Two years after 276 girls were kidnapped from their school in the northeastern Nigerian town of Chibok by the Boko Haram extremist group, the vast majority of them remain missing.

The vanished girls are not the only ones abducted by the militants, never to be seen by their families again.

Amnesty International, a human rights organization, estimates that at least 2,000 other women and girls have been seized by extremists over the last few years. The United Nations Children’s Fund thinks 2.3 million people have been displaced by the Boko Haram insurgency in Niger, Nigeria, Cameroon and Chad, with 1.3 million of them children.

“At least 10 times more children than the schoolgirls from Chibok have been abducted,” Laurent Duvillier, spokesman for Unicef in west and central Africa told Paste BN on Thursday.

A video obtained by CNN and released Wednesday appeared to show some of the abducted Chibok girls. The broadcaster said the video, which is believed to have been made in December, was sent to negotiators by Boko Haram as proof that the girls were alive.

Boko Haram kidnapped the children from the Government Girls Secondary School on the night of April 14, 2014. Some escaped but 219 remain missing. The hashtag #BringBackOurGirls gripped the world on social media, but to no avail.

“We don’t know where they (the Chibok girls) are, said Duvillier. “There are many possibilities.”

Theories include that they might have been sold, or have crossed borders into neighboring countries.

“Based on testimonies from other women and girls who were abducted, there’s a high probability they’ve been through some forms of exploitation and abuse — sexual abuse or child labor,” Duvillier added.

Many other women and children have been abducted in the past two years but the world has not paid much attention to their plight, he said. Unicef says boys kidnapped by the militants are forced to attack their own families, and some children are used as suicide bombers.

On the anniversary of their abduction, M.K. Ibrahim, director of Amnesty International Nigeria, called on Nigeria’s government to do more to bring back the girls, protect civilians and ensure that children in northeastern Nigeria can go to school.

“In addition to the Chibok schoolgirls, today we also remember all those abducted, killed and displaced.

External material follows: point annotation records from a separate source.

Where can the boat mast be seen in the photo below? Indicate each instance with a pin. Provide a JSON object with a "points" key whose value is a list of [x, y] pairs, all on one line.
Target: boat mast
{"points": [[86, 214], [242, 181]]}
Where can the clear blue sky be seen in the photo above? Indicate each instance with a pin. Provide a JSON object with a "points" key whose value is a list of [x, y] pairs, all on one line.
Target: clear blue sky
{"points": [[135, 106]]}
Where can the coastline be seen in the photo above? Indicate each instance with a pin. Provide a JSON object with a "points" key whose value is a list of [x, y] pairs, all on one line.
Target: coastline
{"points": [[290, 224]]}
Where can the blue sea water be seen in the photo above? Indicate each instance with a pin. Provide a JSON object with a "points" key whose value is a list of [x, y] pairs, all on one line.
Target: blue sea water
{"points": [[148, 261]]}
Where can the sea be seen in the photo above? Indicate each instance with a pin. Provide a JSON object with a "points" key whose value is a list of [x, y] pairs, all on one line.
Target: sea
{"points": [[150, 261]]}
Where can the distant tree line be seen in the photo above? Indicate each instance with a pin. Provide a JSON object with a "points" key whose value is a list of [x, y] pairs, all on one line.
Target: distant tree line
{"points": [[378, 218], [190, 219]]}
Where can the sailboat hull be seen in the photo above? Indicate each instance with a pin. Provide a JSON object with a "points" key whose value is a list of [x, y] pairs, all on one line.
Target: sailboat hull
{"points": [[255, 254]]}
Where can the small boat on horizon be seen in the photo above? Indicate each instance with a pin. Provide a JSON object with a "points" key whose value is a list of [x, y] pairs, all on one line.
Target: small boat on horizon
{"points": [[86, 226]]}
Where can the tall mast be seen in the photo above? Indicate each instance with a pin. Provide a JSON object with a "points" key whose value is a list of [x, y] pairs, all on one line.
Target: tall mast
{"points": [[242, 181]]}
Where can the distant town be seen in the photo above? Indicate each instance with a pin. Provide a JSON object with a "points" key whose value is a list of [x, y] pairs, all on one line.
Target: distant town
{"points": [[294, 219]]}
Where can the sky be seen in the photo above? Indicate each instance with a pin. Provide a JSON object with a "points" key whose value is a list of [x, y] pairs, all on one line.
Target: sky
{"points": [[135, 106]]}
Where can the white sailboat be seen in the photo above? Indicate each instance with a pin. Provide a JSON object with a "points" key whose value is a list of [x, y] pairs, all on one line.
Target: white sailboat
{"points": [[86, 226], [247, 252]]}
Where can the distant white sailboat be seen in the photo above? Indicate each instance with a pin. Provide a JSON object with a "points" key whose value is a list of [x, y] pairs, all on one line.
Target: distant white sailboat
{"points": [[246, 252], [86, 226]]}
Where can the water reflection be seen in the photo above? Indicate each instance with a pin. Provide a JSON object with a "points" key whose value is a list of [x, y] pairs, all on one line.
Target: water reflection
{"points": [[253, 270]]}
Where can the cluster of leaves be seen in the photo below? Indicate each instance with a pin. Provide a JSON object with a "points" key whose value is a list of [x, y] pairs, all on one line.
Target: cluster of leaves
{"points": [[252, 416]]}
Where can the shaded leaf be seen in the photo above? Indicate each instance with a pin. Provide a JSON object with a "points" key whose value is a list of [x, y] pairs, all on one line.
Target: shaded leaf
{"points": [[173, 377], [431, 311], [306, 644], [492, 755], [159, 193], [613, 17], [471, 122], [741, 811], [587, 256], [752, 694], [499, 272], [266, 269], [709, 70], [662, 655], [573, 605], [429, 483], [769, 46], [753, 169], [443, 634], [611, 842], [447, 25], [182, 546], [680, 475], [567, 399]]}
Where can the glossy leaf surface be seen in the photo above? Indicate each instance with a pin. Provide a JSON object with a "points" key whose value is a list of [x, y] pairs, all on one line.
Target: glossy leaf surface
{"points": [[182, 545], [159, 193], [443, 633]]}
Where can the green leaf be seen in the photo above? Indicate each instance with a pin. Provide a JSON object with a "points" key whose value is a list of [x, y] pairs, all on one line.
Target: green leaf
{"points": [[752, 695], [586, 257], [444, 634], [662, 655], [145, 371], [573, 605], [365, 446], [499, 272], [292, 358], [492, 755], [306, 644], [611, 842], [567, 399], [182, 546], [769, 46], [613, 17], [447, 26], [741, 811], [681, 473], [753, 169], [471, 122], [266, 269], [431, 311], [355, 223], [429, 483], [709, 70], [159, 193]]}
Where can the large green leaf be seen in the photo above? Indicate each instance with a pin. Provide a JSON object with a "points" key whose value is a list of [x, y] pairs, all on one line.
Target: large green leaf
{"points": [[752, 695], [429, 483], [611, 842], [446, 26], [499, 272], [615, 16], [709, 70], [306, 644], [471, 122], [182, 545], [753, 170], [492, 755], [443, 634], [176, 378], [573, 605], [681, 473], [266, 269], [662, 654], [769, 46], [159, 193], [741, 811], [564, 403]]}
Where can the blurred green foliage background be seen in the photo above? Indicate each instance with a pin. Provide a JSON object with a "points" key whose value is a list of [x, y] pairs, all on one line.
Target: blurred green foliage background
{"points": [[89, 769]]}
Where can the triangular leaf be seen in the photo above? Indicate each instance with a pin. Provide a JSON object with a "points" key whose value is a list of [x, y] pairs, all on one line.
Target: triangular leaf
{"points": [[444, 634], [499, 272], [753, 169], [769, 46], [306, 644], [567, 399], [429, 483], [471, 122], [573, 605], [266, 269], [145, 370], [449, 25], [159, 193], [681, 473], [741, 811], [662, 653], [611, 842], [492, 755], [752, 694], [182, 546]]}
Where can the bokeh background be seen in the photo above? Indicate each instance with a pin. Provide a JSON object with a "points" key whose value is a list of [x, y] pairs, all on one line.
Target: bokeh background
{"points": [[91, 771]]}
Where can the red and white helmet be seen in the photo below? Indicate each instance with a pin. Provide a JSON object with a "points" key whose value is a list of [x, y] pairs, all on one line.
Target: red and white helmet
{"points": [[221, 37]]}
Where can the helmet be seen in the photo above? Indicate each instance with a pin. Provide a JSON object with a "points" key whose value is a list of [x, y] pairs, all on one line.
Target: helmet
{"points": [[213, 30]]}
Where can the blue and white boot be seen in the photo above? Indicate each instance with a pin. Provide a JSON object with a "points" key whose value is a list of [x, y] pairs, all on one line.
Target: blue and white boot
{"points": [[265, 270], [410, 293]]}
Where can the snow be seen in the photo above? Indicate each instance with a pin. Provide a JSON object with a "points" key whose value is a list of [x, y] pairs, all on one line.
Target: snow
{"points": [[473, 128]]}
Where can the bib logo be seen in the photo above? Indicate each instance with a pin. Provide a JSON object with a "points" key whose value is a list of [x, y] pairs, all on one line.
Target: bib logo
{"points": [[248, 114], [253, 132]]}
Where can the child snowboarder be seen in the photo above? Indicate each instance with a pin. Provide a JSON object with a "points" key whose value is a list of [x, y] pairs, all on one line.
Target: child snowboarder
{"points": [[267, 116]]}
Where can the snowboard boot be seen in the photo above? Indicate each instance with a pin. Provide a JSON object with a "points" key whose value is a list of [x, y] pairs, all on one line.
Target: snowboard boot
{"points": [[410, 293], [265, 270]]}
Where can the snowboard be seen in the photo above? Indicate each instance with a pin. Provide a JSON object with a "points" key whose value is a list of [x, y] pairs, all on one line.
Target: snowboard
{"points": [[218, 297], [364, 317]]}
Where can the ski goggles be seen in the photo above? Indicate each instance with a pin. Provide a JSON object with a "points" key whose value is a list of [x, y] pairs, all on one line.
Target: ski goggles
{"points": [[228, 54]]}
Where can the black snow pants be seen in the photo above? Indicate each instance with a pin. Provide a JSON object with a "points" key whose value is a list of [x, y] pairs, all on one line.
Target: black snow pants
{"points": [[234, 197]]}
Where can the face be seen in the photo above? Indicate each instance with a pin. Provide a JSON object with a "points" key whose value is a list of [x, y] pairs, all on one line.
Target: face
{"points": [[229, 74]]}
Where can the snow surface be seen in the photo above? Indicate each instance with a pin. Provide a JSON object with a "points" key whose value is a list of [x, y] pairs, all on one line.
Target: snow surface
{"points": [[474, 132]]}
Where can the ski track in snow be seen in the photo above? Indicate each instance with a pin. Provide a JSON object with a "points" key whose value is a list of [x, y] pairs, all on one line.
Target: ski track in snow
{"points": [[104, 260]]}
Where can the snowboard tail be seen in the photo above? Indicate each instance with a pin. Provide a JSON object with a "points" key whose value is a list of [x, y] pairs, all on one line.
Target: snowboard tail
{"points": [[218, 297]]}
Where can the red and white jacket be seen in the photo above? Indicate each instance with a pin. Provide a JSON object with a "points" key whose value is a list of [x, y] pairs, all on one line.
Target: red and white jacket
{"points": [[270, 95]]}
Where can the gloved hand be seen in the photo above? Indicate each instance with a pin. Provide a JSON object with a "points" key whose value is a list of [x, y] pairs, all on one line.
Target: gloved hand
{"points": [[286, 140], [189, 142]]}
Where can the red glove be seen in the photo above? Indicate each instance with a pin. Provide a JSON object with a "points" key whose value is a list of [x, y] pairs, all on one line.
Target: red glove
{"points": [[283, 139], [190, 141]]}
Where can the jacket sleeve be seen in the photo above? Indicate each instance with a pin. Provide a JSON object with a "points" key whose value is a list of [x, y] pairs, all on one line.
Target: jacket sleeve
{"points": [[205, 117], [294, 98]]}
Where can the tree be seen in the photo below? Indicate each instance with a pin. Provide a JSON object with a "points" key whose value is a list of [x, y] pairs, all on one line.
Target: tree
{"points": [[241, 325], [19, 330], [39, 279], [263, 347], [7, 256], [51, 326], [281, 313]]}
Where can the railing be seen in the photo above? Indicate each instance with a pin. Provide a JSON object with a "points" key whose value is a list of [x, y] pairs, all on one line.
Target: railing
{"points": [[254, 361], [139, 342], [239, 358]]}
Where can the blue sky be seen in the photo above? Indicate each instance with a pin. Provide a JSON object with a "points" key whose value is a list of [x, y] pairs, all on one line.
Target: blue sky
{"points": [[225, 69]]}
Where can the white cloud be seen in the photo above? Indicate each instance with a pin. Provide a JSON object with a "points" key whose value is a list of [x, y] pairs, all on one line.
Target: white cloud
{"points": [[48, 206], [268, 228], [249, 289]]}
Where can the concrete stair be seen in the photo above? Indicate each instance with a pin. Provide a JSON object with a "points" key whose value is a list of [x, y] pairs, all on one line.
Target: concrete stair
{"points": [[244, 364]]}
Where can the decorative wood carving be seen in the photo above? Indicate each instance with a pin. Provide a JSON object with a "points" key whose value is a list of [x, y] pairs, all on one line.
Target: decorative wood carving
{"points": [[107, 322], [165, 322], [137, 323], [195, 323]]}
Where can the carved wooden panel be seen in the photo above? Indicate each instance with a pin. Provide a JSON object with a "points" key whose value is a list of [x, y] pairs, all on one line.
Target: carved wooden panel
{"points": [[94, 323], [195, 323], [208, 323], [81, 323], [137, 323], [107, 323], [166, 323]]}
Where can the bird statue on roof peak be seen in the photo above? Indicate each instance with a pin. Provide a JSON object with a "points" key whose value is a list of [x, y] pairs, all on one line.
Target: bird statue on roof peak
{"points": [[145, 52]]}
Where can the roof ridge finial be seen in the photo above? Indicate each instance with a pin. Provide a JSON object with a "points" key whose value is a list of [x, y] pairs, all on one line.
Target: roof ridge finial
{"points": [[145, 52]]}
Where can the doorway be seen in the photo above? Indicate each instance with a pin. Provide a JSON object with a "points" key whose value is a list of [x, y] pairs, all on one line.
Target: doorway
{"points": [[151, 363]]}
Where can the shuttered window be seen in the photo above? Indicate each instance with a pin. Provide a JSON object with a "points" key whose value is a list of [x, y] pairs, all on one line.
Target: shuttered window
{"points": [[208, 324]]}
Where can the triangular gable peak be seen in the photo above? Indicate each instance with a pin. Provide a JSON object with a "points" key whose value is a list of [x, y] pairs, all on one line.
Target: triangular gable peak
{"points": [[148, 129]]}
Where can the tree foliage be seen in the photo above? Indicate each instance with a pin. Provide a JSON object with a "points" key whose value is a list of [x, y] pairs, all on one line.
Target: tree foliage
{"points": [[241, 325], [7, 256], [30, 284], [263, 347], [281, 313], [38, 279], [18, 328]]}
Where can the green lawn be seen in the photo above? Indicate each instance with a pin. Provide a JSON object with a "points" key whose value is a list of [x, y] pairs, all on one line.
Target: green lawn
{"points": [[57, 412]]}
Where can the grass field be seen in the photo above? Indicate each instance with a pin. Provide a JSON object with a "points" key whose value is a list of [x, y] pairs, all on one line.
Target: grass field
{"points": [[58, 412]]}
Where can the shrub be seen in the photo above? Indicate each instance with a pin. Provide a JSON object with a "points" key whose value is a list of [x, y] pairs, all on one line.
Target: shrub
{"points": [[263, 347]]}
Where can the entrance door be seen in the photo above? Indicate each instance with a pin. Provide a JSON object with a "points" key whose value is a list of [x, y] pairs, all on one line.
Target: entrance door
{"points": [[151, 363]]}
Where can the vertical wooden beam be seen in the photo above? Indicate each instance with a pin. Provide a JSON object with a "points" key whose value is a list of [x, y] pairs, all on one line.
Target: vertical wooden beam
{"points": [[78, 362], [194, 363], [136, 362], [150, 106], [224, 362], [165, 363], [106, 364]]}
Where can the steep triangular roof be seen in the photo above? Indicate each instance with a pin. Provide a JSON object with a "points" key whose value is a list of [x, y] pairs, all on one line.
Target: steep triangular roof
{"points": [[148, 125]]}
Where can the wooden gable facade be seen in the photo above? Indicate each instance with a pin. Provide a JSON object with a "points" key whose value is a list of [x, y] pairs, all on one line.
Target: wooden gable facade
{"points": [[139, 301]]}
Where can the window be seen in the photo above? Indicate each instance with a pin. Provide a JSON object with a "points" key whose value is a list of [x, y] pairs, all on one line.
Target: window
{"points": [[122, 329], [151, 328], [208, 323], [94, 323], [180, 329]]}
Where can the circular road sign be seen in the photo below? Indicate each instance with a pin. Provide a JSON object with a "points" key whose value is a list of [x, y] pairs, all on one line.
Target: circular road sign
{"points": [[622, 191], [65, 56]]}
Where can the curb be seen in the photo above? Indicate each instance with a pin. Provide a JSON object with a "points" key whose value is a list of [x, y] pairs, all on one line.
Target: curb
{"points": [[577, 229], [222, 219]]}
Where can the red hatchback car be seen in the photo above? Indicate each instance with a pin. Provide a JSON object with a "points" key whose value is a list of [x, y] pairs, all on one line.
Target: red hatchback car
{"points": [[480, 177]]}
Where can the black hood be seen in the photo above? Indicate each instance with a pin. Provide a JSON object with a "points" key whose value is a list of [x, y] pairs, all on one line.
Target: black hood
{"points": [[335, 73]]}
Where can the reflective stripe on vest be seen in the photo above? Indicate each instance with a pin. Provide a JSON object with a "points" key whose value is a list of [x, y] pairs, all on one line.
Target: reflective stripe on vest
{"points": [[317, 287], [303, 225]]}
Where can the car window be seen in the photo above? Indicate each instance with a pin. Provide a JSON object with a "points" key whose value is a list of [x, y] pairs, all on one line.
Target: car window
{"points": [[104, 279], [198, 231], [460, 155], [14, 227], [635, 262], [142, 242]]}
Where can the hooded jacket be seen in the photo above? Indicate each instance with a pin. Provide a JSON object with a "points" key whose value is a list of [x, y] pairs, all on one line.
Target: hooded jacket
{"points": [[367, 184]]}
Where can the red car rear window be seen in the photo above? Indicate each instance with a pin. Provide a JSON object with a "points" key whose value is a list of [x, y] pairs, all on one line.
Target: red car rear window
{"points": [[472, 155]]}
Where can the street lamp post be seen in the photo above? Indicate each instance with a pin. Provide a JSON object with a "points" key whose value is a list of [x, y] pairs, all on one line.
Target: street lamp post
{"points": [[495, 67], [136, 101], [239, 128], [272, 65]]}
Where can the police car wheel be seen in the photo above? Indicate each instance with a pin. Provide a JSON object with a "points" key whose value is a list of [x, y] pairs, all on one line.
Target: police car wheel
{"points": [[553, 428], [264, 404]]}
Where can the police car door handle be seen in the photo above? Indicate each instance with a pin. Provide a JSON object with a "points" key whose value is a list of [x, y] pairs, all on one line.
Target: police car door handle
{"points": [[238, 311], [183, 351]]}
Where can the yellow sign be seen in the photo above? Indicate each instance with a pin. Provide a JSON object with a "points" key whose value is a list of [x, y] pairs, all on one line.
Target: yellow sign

Two years on, the Chibok girls have come to symbolize all the civilians whose lives have been devastated by Boko Haram,” he said.

“In light of new testimonies, bringing back the girls is not enough. What we see today is many girls and women that were abducted and sexually enslaved,” Duvillier said.

Duvillier said the rejection of survivors by their communities makes them three-time victims – during their abduction, their captivity and when they return home.

“They’re seen as Boko Haram wives, (some with) Boko Haram babies, by their own relatives,” he said. “Now it’s time to close the chapter, bring them home. Accept them. If you reject them, Boko Haram has defeated you. Don’t let them win.”